25. The method of claim 20, wherein the determining of a localized loss function for a pixel in at least one of the source style image and the source content image comprises:

determining a group of neighbor pixels for a pixel in the source content image using the image synthesis system;

determining a group of corresponding pixels in the source style image associated with the group of neighbor pixels in the source content image wherein each of the group of corresponding pixels corresponds to one of the group of neighbor pixels and includes the pixel using the image synthesis system; and

determining a local loss function for the group of corresponding pixels using the image synthesis system.

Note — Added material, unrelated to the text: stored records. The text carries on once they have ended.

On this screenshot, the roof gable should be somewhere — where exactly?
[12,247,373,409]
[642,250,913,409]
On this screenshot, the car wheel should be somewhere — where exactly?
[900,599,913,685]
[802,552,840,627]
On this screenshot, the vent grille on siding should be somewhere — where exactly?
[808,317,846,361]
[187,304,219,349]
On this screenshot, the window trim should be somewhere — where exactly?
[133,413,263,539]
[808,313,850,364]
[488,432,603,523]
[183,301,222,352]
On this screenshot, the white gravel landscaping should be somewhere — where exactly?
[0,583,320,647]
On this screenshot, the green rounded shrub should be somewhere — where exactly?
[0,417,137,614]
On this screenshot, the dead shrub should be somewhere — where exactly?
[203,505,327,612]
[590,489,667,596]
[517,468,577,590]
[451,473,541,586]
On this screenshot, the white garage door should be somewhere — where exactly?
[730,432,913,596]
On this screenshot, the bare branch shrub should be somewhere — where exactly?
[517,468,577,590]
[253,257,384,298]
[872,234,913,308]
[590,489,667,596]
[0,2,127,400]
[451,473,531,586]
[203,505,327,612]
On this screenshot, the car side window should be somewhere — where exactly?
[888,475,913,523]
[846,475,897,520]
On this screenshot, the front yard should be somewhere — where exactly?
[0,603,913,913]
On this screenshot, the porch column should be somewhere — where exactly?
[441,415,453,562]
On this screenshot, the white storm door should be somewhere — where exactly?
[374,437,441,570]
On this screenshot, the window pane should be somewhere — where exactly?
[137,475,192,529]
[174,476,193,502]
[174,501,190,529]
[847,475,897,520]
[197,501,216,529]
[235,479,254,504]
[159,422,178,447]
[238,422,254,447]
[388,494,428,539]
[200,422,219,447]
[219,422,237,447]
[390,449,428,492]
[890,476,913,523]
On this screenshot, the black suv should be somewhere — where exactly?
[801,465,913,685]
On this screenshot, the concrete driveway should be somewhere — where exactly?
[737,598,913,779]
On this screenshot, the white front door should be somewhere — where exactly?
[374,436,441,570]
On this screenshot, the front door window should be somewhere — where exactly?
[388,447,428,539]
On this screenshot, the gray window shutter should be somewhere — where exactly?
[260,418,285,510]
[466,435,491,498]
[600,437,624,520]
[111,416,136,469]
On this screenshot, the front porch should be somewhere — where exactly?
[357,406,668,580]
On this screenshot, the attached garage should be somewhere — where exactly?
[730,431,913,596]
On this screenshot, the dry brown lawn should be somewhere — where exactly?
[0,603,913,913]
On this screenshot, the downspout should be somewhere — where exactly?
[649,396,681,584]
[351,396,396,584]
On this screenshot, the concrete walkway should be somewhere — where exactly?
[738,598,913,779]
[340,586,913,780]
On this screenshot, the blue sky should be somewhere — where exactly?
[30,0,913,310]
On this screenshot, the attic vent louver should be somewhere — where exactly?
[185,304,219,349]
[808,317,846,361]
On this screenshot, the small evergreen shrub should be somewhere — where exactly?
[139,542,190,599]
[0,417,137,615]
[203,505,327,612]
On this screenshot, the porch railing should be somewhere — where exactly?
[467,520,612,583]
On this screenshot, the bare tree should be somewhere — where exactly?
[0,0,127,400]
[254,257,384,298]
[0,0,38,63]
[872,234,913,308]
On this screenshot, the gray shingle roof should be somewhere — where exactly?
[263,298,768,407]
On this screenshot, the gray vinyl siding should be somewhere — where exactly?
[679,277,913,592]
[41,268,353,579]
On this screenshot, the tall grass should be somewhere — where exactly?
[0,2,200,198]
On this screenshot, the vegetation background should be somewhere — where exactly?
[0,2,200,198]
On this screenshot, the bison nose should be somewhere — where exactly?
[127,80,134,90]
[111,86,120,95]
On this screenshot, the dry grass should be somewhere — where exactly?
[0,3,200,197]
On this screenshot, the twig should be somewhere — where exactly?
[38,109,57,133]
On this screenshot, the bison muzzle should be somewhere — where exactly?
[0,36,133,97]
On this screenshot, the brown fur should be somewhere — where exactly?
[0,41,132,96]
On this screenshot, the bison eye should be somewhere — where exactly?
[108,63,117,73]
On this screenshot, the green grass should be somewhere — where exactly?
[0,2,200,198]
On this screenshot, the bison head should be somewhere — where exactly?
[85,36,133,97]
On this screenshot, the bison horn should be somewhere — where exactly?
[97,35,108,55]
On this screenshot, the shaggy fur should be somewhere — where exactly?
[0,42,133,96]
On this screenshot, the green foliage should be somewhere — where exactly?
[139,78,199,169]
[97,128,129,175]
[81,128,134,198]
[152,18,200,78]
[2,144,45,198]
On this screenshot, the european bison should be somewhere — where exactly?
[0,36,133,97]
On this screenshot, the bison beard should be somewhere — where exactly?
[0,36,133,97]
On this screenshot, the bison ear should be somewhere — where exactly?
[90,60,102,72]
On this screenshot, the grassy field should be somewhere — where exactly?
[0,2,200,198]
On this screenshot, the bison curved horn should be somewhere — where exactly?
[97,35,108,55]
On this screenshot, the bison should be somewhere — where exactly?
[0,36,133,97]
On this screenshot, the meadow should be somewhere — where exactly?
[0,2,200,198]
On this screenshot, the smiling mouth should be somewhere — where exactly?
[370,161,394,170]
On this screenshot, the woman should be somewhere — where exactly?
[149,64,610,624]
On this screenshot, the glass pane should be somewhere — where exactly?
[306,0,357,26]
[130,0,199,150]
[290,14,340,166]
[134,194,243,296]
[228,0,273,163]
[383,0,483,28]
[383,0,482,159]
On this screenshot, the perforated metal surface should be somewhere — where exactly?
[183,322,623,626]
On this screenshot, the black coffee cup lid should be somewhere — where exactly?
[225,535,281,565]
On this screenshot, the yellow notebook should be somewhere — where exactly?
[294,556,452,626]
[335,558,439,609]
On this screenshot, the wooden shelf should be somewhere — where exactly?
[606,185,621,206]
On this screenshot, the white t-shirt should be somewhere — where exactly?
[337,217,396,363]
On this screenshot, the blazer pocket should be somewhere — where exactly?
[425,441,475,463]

26. The method of claim 20, wherein the determining of a localized loss function for a pixel in at least one of the source style image and the source content image comprises:

determining a global content loss function for the source content image from the pixels of the source content image using the image synthesis system;

determining a weight for the pixel indicating a contribution to a structure in the source content image using the image synthesis system; and

applying the weight to the global content loss function to determine the localized loss function for the pixel using the image synthesis system.

27. The method of claim 26, wherein the weight is determined based upon a Laplacian Pyramid of black and white versions of the source content image.

28. The method of claim 20, wherein a first localized loss function is determined for a pixel in the source content image and a second localized loss function is determined for a corresponding pixel in the source style image.

29. The method of claim 28, wherein the optimizing uses the first localized loss function for the pixel in the source content image as the content loss function and the second localized loss function of the pixel in the source style image as the style loss function.

30. The method of claim 20, wherein the optimizing is performed to minimize to a loss function that includes at least one of the content loss function, a style loss function, and a histogram loss function.